Investigation
According to the Hindu, two men on a motorcycle wearing black shirts, jeans and helmets planted the bomb. Investigating authorities revealed that ammonium nitrate, sulphur and potassium were used to cause the low-intensity blast.
A team of National Security Guards was deployed to assist the investigating authorities. Delhi Police had detained five persons at the Indira Gandhi International Airport whom they suspected of having a role in the blast. According to Hindustan Times, the police also selected several Bangladeshis for interrogation. NDTV said that there was a possibility that the attack was not carried out by the Indian Mujahideen, which claimed responsibility for the serial attacks in Delhi two weeks before, since the bomb which went off in Mehrauli was quite different.
Police in Faridabad had identified and held the man who sold the sim card to the terrorists from which the attackers had made a call to media agencies threatening another terror strike moments before the blast. The police also detained the person whose cell phone was used to make the call. The police across NCR had increased patrolling at various access points.
The Deputy Commissioner of Police for Delhi, Alok Kumar, said, "The evidence collected so far indicates that the bomb had no timer or detonator and it was low-intensity. We do not think it was linked to the Indian Mujahideen or any other terror group. In the recent past, in the stretch between the IP flyover and the Andheria road-junction in Mehrauli, there have been instances when bike-borne youths have dropped bombs in crowded streets." The Indian Express revealed that the bomb was quite similar to those made by Abdul Karim Tunda, an alleged terrorist who has been linked to several prior terrorist attacks in India.
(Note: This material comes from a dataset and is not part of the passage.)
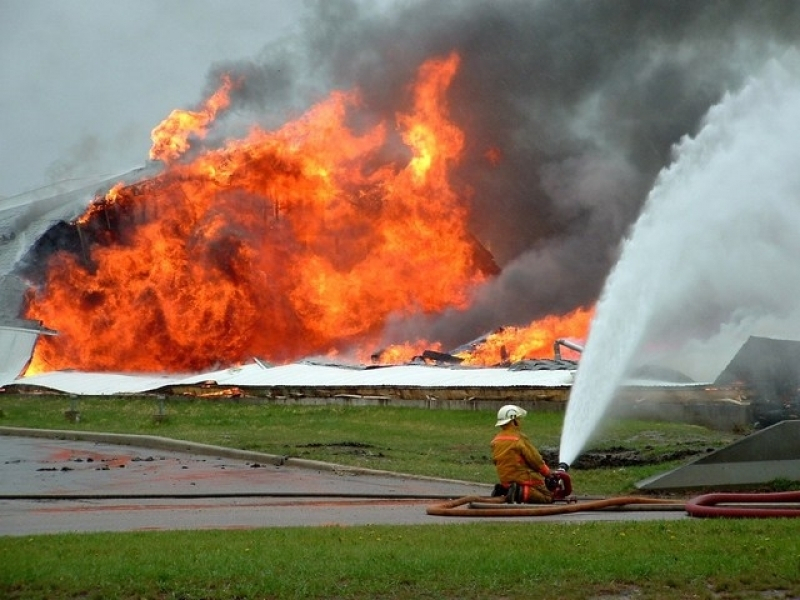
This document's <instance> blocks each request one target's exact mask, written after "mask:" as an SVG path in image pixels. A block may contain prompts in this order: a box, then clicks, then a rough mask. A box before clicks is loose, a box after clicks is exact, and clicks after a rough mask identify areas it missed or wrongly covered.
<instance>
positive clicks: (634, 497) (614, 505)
mask: <svg viewBox="0 0 800 600" xmlns="http://www.w3.org/2000/svg"><path fill="white" fill-rule="evenodd" d="M485 504H492V505H497V506H496V507H489V508H483V507H481V508H477V506H478V505H485ZM633 504H647V505H654V506H655V505H660V506H661V507H662V508H665V509H666V508H667V507H669V509H671V510H684V505H683V503H682V502H681V503H676V502H675V501H674V500H665V499H663V498H648V497H646V496H620V497H617V498H604V499H601V500H589V501H585V502H573V503H570V504H536V505H532V504H505V497H504V496H495V497H491V498H486V497H483V496H464V497H463V498H456V499H455V500H450V501H449V502H443V503H441V504H435V505H433V506H429V507H428V509H427V510H426V512H427V514H429V515H433V516H437V517H536V516H539V517H541V516H547V515H562V514H566V513H574V512H580V511H584V510H602V509H606V508H613V507H620V506H628V505H633ZM464 505H468V507H467V508H461V507H463V506H464Z"/></svg>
The police also reported that they had received a call before the blasts saying, "Save Delhi, there will be blast!"
Unlike the Mehrauli and Malegaon blasts investigations, police in Delhi have ruled out Hindu groups as having perpetrated the blasts, a move drawing increasing polarisation as a result of the aforementioned investigation. The groups had been "under the scanner." The police cited their ruling out of the Hindu groups as the "signature (type) of the explosive used in Mehrauli was different from those used in Modasa and Malegaon." He did add that while "Low-intensity explosives were used in three places... they were not identical. The timer mechanism used in Mehrauli was different from the one used in Malegaon/Modasa that indicates the former was the handiwork of a separate outfit. In Mehrauli, the bomb was timed by its acidic contents, while in Malegaon/Modasa the bomb was set off by a timer based on the batteries of the bikes used to plant them."